10.11817/j.issn.1672-7347.2016.05.011
- Author:
Ning WANG
1
;
Wei LI
1
;
Sheng ZHANG
1
Author Information
1. Department of Organ Transplant Surgery, Third Xiangya Hospital, Central South University, Changsha 410013, China.
- Publication Type:Journal Article
- MeSH:
Antibody Specificity;
Graft Rejection;
Humans;
Incidence;
Isoantibodies;
blood;
Kidney;
pathology;
Kidney Transplantation;
ROC Curve
- From:
Journal of Central South University(Medical Sciences)
2016;41(5):513-519
- CountryChina
- Language:Chinese
-
Abstract:
OBJECTIVE:To explore the effect of pre-transplant donor specific antibody (DSA) on antibody-mediated rejection (AMR) and function of transplanted kidney.
METHODS:A total of 88 cases of renal transplant recipients were selected. Before surgery, DSA was examined by Luminex liquid phase chip in renal transplant recipients. The recipients were divided into a DSA positive group (n=20) and a DSA negative group (n=68). The follow-up time was 2 years. After the operation, the pathologic morphology of the transplanted kidney was evaluated and classified according to the Banff 2005 standard. The situation for the transplanted kidney was evaluated.
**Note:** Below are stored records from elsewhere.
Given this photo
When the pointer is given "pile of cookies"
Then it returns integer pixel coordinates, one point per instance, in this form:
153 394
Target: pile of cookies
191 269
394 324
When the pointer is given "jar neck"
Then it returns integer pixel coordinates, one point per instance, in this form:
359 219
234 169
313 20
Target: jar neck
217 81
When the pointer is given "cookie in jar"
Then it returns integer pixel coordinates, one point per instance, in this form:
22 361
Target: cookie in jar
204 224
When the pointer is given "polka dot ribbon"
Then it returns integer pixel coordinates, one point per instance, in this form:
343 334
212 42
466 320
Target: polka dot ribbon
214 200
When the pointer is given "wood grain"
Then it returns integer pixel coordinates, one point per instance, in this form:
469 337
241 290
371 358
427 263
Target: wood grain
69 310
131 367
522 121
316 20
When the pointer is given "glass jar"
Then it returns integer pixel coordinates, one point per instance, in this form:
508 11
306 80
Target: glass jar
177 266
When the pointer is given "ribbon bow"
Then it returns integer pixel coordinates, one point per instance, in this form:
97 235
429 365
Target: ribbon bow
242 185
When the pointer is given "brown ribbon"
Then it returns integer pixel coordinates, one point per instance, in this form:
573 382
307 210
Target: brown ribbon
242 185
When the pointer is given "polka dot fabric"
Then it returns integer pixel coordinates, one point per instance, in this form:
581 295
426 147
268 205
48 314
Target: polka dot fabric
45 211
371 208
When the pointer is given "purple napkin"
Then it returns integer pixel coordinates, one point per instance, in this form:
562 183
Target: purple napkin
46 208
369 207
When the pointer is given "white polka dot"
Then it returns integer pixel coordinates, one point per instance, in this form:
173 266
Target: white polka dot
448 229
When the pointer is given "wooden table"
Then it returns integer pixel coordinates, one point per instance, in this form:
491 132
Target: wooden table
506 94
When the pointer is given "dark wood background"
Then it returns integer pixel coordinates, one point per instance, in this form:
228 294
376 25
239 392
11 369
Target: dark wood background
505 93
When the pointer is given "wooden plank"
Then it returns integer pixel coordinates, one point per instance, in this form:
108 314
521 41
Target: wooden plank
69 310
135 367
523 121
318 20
RESULTS:The incidence of AMR in the DSA positive group and negative group was 20% and 1.5%, respectively, with significant difference between them (P<0.01). The incidence of graft loss in the DSA positive group and negative group was 15% and 1.5%, respectively, with significant difference between them (P<0.05). The pre-transplant DSA associated with AMR at multiple mean fluorescence intensity (MFI) was obvious different from that without AMR (P<0.01). Receiver operating characteristic (ROC) curves showed that the maximal MFI threshold for recipients with AMR was 7909.5 after renal transplantation. There was no significant difference in the delayed recovery of renal graft function (DGF) between the 2 groups (P>0.05).
CONCLUSION:The detection of DSA level before renal transplantation can predict the risk of AMR and the function of transplanted kidney. The MFI intercept point of the highest DSA (MFI>
7909.5) can be used to predict the risk of AMR.